I have been rather lucky with scorpions.  With the exception of one sting in San Miguel de Allende last year (float like a butterfly, sting like a scorpion), I have enjoyed the status of neutral observer of scorpions during my nocturnal adventures.

Late last week, I found myself in the same position as my friend Bill.  I needed to get up for that trek to the toilet.  No lights.  No sandals.  Even though I should have learned from those who have journeyed before me.

I had barely taken three steps when I felt a crunch and a small stabbing in my right foot.  I would like to say I remained calm.  I didn't.
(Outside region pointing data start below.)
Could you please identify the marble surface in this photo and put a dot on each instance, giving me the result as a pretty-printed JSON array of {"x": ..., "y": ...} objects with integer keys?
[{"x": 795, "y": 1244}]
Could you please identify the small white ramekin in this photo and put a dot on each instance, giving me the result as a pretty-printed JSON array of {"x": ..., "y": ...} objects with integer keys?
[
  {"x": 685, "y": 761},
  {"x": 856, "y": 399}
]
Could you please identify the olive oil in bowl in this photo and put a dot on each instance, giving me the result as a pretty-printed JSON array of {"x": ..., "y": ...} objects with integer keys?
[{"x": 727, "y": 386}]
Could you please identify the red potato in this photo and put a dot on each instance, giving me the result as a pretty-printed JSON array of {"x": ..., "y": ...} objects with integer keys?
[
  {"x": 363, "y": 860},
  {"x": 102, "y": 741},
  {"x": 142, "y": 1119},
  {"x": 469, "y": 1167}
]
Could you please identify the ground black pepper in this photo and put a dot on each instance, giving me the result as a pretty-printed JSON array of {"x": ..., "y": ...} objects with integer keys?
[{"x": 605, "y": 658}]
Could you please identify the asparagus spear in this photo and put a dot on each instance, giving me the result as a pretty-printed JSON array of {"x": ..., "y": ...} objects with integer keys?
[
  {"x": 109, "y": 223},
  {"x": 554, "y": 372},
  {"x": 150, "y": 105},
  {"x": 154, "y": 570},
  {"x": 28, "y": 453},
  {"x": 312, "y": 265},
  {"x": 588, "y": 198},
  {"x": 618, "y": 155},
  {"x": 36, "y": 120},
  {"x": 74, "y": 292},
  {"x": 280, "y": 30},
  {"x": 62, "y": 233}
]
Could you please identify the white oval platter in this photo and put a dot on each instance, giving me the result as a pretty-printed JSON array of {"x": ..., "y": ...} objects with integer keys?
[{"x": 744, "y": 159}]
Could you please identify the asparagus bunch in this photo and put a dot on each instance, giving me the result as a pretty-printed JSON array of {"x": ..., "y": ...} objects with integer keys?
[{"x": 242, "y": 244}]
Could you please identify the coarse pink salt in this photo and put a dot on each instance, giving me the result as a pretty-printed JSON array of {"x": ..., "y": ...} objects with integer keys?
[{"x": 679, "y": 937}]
I hopped over to the light switch and expected to see a smashed scorpion.  Not there. 

What was there was a smashed land crab (yes, it is that season again) about the size of a ten peso piece (north of the border: think of a quarter).

The pain was from the cracked shell. A small abrasion.  Certainly not worthy of medical attention.

So, will I turn on the light or slip on sandals for the inevitable multiple trips to the bathroom each night?  Probably not.

After all, what type of story begins: "While wearing sandals, I stepped on a scorpion"?


Don Cuevas said...

"He was heading toward the toilet to do what so many men our age must do during the wee hours."

Good one, Steve!

Even though it's a short distance to our bathroom, I make a point of donning slippers for those trips.

Saludos,Don Cuevas 

Steve Cotton said...

I thought you might enjoy the word play.

Dan in NC said...

Flip-flops, si! Slippers? Not so much, unless they are shaken, not stirred.. Ran into an issue in the far east where a little nasty thought my shoe was an over night rest stop on his way to nirvana. since then,flip-flops are the bed side choice..
Dan in NC
(where weave not seen a "nasty" in the house in 15yrs)

Mommy with Commuter Husband said...

Love the time of year when the crabs are invading ...

Andean said...

Scorpion stings are certainly not to be taken lightly, as with bees, the reaction your body can have may be different, even if you have been stung before. Medical care in the tropics seems to be proficient in this kind of matter, and of course, time is of the essence.

Steve Cotton said...

 Nasty?  I see them as story fodder for the camp fire.

Steve Cotton said...

 And a lot depends on the type of scorpion -- and how much venom is pumped in.  My one experience was light.

Steve Cotton said...

 I skipped my usual Hitchcock photograph of multiple crabs climbing my screen door.  But the scraping at night is a bit eerie.

Shannon Casey said...

Actually I'd like to see the Hitchcock crab photo.

Andean said...

Mentioning light, UV flashlights apparently make scorpions glow in the night, could picture you wearing those in head gear -- and, of course, to take a picture. 

Steve Cotton said...

 I already use a head lamp for my ant and crocodile hunts.

Steve Cotton said...

 I never got around to taking one this year.  And the season is now over.

Andean said...

And why would that not come as a surprise.

John Calypso said...

In Puerto we get the LARGE black scorpions.  I have never been bit - but I have sent a half dozen to scorpion heaven.  Really ugly buggers.

Sandals and shaking out clothing - tropic life style.

Steve Cotton said...

 Not to mention walking in the light.